Em vida, o problema admite prevenção. Manter uma relação atualizada dos ativos digitais — sem anotar senhas em documento inseguro —, indicar contatos de legado nos serviços que oferecem esse recurso e tratar do destino do patrimônio digital em testamento são providências que poupam os herdeiros exatamente da situação enfrentada no caso julgado: saber que o patrimônio existe e não conseguir alcançá-lo.

Perguntas frequentes

As fotos e mensagens do falecido fazem parte da herança?

Pela decisão do STJ, não automaticamente. Conteúdo de caráter estritamente íntimo, que possa ferir direitos da personalidade do falecido ou de terceiros, foi considerado intransmissível pela maioria da Turma — e é papel do juiz, no incidente, separar esse conteúdo do patrimônio que se transmite.

Vale registrar que esse é o ponto mais controvertido do julgamento. O voto vencido defendeu a transmissão integral do acervo digital, na linha do que já ocorre com cartas e diários em papel. A questão ainda não está pacificada.

A empresa de tecnologia pode ser obrigada a entregar a senha do aparelho?

No caso julgado, ficou demonstrado que o fabricante não tem a senha: ela é criada e armazenada apenas no dispositivo, e os dados são criptografados. Por isso o caminho apontado pelo STJ não passa por obrigar a empresa a abrir o aparelho, e sim pelo exame técnico feito no incidente, sob controle do juiz. Dados de contas na nuvem seguem lógica própria e são localizados a partir dos dados do titular, como e-mail e identificador da conta.

Há bens digitais bloqueados. O inventário ainda pode ser feito no cartório?

O incidente criado pela decisão é medida judicial: pressupõe um juiz conduzindo o inventário. Quando os herdeiros dependem de ordem de acesso a aparelhos ou contas, essa providência corre perante o juízo. A via extrajudicial segue útil nas situações de consenso em que o acervo é conhecido e acessível — explicamos as hipóteses no texto sobre o inventário em cartório.

E se um bem digital for descoberto depois da partilha?

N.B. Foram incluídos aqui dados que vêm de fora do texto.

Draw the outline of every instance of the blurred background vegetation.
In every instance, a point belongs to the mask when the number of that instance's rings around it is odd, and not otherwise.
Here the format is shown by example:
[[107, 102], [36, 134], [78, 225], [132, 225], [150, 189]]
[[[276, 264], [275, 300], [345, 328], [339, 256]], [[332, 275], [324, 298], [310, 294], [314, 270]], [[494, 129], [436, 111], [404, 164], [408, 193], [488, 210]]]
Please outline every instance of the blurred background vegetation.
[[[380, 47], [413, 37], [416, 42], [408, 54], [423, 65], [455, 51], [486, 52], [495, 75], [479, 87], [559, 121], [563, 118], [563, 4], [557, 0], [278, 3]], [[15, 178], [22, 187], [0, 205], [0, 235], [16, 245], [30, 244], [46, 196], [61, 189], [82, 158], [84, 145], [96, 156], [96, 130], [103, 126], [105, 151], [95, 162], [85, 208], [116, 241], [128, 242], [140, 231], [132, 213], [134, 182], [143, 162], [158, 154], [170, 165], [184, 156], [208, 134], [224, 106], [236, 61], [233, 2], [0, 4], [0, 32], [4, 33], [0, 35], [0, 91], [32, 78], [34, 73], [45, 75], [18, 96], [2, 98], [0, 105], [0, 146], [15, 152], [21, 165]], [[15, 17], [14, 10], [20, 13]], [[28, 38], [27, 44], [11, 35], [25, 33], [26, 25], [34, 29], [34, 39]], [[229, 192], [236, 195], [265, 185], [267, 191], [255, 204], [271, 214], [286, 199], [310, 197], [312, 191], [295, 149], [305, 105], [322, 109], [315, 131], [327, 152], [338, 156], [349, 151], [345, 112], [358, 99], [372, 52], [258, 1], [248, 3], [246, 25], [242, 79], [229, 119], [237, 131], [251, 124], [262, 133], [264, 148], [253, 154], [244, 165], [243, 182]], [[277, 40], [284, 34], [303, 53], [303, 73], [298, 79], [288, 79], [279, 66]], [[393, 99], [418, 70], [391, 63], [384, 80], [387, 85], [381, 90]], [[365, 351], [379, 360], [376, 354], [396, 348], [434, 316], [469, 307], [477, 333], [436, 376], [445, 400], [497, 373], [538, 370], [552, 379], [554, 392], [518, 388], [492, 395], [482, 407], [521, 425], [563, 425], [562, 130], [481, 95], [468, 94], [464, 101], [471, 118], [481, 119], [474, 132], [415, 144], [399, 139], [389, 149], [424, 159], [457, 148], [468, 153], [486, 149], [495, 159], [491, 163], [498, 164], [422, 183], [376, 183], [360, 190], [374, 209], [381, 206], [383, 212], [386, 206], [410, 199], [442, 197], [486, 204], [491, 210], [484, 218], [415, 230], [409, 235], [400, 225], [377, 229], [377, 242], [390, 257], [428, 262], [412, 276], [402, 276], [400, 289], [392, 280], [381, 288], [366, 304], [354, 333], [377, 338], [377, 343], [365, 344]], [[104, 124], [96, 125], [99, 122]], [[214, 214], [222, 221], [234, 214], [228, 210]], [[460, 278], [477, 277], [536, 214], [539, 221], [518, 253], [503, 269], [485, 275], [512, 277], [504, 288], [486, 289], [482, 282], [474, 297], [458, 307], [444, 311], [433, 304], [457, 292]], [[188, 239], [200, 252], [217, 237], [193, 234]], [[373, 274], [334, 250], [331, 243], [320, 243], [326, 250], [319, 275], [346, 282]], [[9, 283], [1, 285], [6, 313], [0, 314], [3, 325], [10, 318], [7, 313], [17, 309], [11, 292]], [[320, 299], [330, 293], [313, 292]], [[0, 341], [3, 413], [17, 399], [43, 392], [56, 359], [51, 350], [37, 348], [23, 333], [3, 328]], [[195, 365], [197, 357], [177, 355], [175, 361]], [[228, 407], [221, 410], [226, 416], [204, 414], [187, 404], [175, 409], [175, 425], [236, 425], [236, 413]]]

Bens da herança descobertos após a partilha sujeitam-se à sobrepartilha: uma partilha complementar, restrita a eles, sem desfazer a divisão já homologada. No caso julgado, o próprio juízo de origem havia registrado essa possibilidade para os bens que viessem a ser encontrados nos aparelhos. Sobre a administração do acervo enquanto o processo corre, veja também a venda de bens em inventário.

Como fica a privacidade do falecido durante o incidente?

A decisão cercou o exame de cautelas: o profissional que acessa os aparelhos é de confiança do juízo, deve confidencialidade e responde civil e criminalmente por violação do segredo de justiça. O relatório vai ao juiz, e somente o conteúdo classificado como transmissível chega aos herdeiros.

Este conteúdo é informativo e não substitui a análise do caso concreto.